Mindset in the Classroom: A National Study of K-12 Teachers

Ed weekThe Education Week Research Center has released an original study examining teachers’ perspectives on growth mindset. The national survey of K-12 educators, conducted with support from the Raikes Foundation, also explores their views about professional development, training, and the use of practices related to growth mindset in the classroom.

Growth mindset-the belief that intelligence can be developed through effort-has garnered a great deal of attention in recent years. As awareness of growth-mindset theories and philosophies has spread, some teachers have tried to integrate them into their classroom instruction. And as policymakers grapple with the construction of a new wave of accountability systems under the federal Every Student Succeeds Act, there has been debate about the inclusion of growth-mindset measures in such systems. But, until now, relatively little has been known about teachers’ views and experiences with growth mindset.

Findings from the Education Week Research Center offer timely insight into the role of growth mindset in the classroom, where policy decisions will ultimately play out. Key findings, which are addressed in detail in the extensive report, include:

  • Educators believe growth mindset has great potential for teaching and learning.

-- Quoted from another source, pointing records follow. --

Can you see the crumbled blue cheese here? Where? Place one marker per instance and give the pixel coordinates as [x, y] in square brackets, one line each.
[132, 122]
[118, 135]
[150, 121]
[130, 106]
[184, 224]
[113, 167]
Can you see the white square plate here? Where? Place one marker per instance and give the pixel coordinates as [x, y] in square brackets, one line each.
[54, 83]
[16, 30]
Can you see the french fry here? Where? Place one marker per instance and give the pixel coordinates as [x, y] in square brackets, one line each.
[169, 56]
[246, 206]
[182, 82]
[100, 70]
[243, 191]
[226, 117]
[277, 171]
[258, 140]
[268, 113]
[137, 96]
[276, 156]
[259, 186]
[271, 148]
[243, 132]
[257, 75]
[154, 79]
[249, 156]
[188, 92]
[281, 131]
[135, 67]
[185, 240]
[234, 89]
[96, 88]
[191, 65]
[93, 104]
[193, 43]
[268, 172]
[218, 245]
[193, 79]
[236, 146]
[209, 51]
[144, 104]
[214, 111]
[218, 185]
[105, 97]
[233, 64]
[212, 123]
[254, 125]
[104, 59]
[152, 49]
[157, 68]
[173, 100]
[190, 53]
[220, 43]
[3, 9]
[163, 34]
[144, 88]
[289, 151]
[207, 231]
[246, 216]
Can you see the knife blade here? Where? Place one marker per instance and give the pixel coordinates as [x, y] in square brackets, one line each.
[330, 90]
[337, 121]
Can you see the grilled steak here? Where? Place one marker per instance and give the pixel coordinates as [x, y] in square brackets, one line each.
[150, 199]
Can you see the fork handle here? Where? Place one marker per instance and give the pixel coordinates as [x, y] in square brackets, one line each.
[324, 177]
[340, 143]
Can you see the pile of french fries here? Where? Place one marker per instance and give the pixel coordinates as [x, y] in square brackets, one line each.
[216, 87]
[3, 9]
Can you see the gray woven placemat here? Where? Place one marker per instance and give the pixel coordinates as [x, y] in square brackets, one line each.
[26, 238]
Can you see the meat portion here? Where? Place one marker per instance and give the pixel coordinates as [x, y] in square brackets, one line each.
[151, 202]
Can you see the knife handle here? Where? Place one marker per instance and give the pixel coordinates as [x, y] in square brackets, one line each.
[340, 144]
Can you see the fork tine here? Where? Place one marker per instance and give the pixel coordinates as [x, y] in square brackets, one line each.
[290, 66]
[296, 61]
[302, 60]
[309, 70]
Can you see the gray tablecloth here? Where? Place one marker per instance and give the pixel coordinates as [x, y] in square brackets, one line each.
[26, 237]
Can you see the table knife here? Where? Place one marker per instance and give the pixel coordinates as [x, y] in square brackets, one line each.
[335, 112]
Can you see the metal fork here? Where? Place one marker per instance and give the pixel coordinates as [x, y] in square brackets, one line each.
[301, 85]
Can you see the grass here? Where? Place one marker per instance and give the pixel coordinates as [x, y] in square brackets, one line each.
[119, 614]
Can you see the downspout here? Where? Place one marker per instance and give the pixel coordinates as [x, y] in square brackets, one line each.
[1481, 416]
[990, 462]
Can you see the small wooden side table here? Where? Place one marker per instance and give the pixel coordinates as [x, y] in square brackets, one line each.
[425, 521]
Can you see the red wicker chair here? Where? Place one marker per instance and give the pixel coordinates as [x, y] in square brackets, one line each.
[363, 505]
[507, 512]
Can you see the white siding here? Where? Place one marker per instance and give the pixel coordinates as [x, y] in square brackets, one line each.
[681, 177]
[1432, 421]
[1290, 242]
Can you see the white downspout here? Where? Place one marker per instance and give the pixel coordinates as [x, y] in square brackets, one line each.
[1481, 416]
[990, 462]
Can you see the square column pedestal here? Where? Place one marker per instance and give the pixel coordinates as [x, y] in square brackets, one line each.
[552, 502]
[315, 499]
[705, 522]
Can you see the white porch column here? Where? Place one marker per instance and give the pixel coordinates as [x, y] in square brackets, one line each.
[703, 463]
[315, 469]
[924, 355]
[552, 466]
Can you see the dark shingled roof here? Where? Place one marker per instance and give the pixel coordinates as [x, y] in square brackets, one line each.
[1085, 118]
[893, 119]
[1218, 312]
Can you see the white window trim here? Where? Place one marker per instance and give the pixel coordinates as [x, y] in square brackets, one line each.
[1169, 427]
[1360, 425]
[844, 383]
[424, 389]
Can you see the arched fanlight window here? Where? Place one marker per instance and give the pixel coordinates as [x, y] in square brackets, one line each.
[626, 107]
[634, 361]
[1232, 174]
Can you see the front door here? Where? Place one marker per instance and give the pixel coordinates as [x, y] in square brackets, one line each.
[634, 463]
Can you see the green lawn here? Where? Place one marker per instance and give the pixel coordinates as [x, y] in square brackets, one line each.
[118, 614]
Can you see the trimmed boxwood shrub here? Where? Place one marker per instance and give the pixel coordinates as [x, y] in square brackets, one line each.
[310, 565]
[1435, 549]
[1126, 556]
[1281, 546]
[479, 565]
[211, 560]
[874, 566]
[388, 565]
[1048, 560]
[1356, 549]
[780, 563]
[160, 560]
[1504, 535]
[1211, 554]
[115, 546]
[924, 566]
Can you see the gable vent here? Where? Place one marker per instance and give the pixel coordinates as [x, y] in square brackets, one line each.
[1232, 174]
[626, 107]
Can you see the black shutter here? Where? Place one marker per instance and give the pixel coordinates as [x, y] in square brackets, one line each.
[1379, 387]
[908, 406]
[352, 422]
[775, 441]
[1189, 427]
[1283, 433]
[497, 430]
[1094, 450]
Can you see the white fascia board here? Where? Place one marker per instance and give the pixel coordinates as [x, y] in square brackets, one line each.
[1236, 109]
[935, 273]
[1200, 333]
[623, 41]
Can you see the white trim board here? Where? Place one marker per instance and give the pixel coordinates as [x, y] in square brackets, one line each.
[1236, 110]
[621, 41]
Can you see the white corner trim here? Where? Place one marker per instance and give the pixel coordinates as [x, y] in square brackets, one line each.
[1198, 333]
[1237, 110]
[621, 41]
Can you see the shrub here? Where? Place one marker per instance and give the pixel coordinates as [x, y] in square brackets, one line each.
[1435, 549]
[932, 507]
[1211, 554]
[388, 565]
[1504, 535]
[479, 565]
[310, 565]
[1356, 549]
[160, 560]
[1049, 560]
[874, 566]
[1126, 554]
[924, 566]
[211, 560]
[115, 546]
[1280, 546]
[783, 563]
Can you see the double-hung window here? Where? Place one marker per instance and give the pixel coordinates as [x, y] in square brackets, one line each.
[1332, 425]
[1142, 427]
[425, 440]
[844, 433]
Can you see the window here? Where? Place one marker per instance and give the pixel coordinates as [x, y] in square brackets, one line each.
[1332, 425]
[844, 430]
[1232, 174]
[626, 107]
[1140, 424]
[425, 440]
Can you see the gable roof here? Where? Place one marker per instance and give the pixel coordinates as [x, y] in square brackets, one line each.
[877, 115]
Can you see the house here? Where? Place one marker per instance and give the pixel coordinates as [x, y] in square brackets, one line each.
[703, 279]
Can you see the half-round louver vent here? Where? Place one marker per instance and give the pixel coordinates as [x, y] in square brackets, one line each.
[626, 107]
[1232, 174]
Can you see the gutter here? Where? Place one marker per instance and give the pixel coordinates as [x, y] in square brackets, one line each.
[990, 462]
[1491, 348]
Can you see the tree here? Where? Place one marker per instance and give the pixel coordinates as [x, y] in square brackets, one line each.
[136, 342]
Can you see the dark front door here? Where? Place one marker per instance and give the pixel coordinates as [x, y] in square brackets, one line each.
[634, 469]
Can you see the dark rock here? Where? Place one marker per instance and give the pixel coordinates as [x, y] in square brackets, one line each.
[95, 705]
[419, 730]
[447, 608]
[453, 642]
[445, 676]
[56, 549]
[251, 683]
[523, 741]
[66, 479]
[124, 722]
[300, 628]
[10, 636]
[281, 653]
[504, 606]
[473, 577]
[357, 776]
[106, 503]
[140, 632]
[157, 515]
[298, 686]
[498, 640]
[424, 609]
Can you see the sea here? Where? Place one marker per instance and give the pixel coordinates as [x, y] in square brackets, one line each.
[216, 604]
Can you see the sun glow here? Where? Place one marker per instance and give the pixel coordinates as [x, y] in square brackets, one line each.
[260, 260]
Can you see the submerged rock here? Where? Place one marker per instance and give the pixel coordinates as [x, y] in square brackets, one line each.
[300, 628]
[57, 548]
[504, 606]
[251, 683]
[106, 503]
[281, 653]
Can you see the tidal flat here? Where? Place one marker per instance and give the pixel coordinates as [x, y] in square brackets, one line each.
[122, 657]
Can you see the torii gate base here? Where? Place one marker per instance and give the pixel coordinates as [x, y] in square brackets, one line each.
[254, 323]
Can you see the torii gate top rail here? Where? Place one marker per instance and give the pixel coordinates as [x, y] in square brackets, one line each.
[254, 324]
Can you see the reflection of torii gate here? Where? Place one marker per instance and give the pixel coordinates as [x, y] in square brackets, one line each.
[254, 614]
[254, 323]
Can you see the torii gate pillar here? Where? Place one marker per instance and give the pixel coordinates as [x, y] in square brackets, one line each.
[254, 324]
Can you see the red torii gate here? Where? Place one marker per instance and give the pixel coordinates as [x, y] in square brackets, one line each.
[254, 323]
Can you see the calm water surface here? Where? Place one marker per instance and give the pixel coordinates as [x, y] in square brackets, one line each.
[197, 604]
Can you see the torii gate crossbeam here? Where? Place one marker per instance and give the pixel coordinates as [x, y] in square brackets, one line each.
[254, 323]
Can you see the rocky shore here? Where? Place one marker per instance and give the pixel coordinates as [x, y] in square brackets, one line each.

Nearly all teachers (98%) agree that using growth mindset in the classroom will lead to improved student learning. Nearly as many report that it will improve the quality of their instruction.
  • Teachers see a strong link between a growth mindset and a range of positive student outcomes and behaviors. More than 90 percent believe growth mindset is associated with excitement about learning, persistence, high levels of effort, and participation in class.
  • However, putting growth mindset into practice poses significant challenges. Only 20 percent of teachers strongly believe they are good at fostering a growth mindset in their own students. They have even less confidence in their fellow teachers and school administrators. And just one in five say they have deeply integrated growth mindset into their teaching practice.
  • There is a great hunger for more and more effective training. Eight-five percent of teachers want more professional development related to growth mindset, despite the fact that almost half of those educators report having prior training on the topic.